A feisty Tremblay also scolded the media for calling on him to react almost daily to the fresh revelations at the inquiry in Montreal.

"I won't comment every time there's allegations at the Charbonneau commission.... We're going to wait for the findings and recommendations of the commission."

Montreal City Hall's opposition leaders called for Tremblay to resign. Vision Montreal Leader Louise Harel and Projet Montréal Leader Richard Bergeron said the mayor can't be trusted to govern until the next municipal elections, in November 2013.

Tremblay roundly rejected the idea.

Monday's allegations from Zambito aren't the first time he has said construction companies paid a cut of their revenues.

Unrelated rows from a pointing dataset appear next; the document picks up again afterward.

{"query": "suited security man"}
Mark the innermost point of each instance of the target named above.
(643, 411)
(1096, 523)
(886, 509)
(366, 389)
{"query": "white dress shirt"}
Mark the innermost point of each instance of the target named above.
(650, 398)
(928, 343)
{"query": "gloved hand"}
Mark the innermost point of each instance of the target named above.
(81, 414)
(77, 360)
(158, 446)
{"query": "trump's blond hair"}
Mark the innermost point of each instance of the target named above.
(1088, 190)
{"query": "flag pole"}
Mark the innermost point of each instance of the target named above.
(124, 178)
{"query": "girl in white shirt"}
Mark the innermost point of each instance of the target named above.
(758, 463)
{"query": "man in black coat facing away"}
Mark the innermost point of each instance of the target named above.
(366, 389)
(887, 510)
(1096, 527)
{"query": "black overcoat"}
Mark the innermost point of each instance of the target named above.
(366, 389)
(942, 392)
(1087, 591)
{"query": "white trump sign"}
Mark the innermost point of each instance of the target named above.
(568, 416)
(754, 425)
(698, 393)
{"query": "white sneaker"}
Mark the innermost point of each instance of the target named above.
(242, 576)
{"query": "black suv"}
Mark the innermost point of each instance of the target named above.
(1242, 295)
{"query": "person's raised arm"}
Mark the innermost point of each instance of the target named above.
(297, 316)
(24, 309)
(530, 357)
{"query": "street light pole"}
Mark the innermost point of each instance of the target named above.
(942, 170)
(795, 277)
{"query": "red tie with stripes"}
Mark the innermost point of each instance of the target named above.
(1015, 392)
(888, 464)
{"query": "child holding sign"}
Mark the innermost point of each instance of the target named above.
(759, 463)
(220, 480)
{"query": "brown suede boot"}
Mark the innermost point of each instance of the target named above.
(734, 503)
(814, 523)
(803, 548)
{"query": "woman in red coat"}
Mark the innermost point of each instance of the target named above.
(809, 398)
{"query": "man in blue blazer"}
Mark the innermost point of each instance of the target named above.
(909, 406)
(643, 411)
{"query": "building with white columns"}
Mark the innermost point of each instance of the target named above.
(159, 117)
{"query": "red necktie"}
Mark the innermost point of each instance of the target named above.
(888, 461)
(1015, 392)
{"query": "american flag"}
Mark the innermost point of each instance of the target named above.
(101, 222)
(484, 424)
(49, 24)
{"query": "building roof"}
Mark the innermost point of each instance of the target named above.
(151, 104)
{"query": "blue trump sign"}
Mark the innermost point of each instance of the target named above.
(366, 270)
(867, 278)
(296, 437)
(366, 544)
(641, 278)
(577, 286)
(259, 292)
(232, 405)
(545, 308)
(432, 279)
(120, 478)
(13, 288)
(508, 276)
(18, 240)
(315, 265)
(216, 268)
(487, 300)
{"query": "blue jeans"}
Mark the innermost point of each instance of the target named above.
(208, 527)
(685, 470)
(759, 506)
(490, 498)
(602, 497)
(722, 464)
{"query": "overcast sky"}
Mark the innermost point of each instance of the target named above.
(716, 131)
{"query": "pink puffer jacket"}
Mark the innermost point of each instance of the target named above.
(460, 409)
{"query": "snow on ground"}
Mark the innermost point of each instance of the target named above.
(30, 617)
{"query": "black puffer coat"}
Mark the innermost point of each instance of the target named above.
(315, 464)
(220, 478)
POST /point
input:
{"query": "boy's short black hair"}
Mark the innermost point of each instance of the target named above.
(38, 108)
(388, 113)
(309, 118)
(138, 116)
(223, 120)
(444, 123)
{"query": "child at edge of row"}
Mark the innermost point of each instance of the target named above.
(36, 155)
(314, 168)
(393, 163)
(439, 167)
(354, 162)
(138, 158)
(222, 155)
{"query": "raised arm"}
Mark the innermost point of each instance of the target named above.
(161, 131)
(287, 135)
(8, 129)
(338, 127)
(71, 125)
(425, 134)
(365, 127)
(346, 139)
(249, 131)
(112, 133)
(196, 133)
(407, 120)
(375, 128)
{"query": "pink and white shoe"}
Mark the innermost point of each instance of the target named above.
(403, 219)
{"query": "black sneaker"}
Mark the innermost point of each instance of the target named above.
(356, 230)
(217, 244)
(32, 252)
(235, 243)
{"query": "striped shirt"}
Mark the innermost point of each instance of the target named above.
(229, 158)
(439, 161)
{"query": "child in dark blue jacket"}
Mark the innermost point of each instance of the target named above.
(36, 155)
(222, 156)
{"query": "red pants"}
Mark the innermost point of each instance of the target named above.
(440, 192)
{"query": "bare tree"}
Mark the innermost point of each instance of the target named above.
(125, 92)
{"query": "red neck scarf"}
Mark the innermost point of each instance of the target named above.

According to his testimony last week at the Charbonneau commission, Milioto also collected a 2.5 per cent "tax" from city construction contractors that went to the Rizzutos. On RCMP surveillance video secretly recorded at the Rizzutos' former hangout in the Montreal neighbourhood of St. Léonard, Zambito and other industry bigwigs can be seen handing over wads of cash to Milioto. Other segments show Milioto and Mob bosses splitting up the money into piles and handing some of it to onetime Montreal Mafia godfather Nicolo Rizzuto Sr., who stuffs it into his socks.

A further one per cent cut, Zambito said Monday, was paid to the city engineer who approved contracts. There was a running joke that the official claimed a one per cent "GST" — the name being a tongue-in-cheek twist on the French-language acronym for the federal sales tax. It was apparently named for, and by, engineer Gilles Surprenant, according to Zambito.

"He picked the name himself," Zambito said. "TPS meant 'Taxe Pour Surprenant.' At the time, it was one per cent of the value of the work."

Surprenant is one of two city engineers who Zambito said vacationed with him at a resort in Mexico partly owned by his father, Giuseppe Zambito. The other engineer, Luc Leclerc, admitted to CBC's French-language channel over the weekend that he was in Mexico with Zambito and Surprenant, but said he thinks he paid his way, though he can't be sure.

Zambito first took the stand on Thursday, when he made stunning disclosures about how construction companies colluded to divvy up city work among them and rig the prices of contract bids. His testimony will take several days, a Charbonneau commission lawyer said Monday.

Retired city engineer Leclerc said he will be called to testify as well at some point.